Container Runtime Interface

The kubelet knows what containers to start. It has the Pod spec, the image names, the resource limits. But it does not know how to pull an image from a registry, create Linux namespaces, or manage cgroups. That knowledge belongs to the container runtime. The Container Runtime Interface is the contract that connects the two.

kubectl get nodes -o yaml

Find the status.nodeInfo.containerRuntimeVersion field. It shows something like containerd://1.7.x. That version string tells you which runtime is running on the node and which version the kubelet negotiated with at startup.

Why CRI exists

Before CRI was introduced in 2016, the kubelet contained direct integration code for Docker. Any team wanting to use a different runtime had to modify the kubelet itself. CRI replaced that tight coupling with a standard gRPC interface. Any runtime that implements the CRI spec can plug in without touching the kubelet.

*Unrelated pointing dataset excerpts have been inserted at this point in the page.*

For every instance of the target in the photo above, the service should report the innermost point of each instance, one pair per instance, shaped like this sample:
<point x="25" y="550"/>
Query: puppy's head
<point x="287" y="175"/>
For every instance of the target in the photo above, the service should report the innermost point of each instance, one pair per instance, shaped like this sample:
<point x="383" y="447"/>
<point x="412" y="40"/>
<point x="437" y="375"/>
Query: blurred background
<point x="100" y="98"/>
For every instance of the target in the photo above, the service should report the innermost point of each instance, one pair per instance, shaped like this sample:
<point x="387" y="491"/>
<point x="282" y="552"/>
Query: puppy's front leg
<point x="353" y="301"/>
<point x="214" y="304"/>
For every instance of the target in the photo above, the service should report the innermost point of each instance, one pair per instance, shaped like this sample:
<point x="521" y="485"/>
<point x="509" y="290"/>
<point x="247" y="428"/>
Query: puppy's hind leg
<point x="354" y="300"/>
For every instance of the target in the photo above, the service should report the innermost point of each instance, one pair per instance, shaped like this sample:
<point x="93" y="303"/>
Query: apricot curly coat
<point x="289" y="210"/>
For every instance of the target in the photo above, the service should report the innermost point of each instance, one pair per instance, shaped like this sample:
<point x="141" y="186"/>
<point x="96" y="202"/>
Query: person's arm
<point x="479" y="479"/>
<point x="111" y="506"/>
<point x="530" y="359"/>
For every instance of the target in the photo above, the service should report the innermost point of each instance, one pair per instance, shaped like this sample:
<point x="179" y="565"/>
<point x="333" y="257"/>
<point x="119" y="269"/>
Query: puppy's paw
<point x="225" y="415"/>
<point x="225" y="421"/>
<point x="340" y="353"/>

The CRI defines two services: RuntimeService for managing Pods and containers (create, start, stop, remove, exec), and ImageService for managing images (pull, list, remove). The kubelet calls these services over a Unix socket, typically at /run/containerd/containerd.sock.

The pause container and network namespaces

A Pod can hold multiple containers that all share the same network. For two processes to share a network namespace, one of them has to create it first and the other has to join it. If application containers created their own namespaces, they would have to coordinate in complex ways. Kubernetes avoids this with a dedicated infrastructure container called the pause container.

When the kubelet asks the runtime to create a Pod, the runtime starts the pause container first. The pause container does nothing except hold the network namespace open. Every application container in the Pod then joins that namespace. If an application container crashes and restarts, it rejoins the pause container’s namespace. The network identity, the IP address and the port bindings, never changes.

From kubelet call to running container

Trace the full sequence of a single container start:

1. The kubelet calls RuntimeService.RunPodSandbox to create the Pod sandbox (the pause container and its namespace).
2. The CNI plugin assigns an IP to the sandbox’s network interface.
3. The kubelet calls ImageService.PullImage for each container image that is not yet on the node.
4. The kubelet calls RuntimeService.CreateContainer for each application container, attaching it to the sandbox.
5. The kubelet calls RuntimeService.StartContainer.
6. containerd-shim forks runc, which reads the OCI bundle (the container filesystem + config) and executes the process.
7. runc exits. The shim remains running as the container’s parent process, keeping the container alive and collecting its exit code.

kubectl get pods

The transition from ContainerCreating to Running corresponds to steps 1 through 6 completing. If the Pod stays in ContainerCreating, one of those steps failed, most often an image pull error or a missing volume mount.

The shim and why it matters for upgrades

The containerd-shim process sits between containerd and the running container. It keeps the container alive even if containerd itself restarts. This architecture is what makes it safe to restart the container runtime without killing all running containers, which is a requirement for live upgrades.

kubectl describe node sim-worker

Look at the Addresses, Capacity, and Allocatable fields. The difference between Capacity and Allocatable represents resources reserved for system processes, including the runtime itself. The scheduler only considers Allocatable when filtering nodes, which is why a node’s schedulable capacity is always slightly less than its raw hardware capacity.

The CRI turns a general-purpose Linux system into a Kubernetes node. Every container that runs in the cluster passed through this interface, from the first RunPodSandbox call to the final RemoveContainer when the Pod is deleted.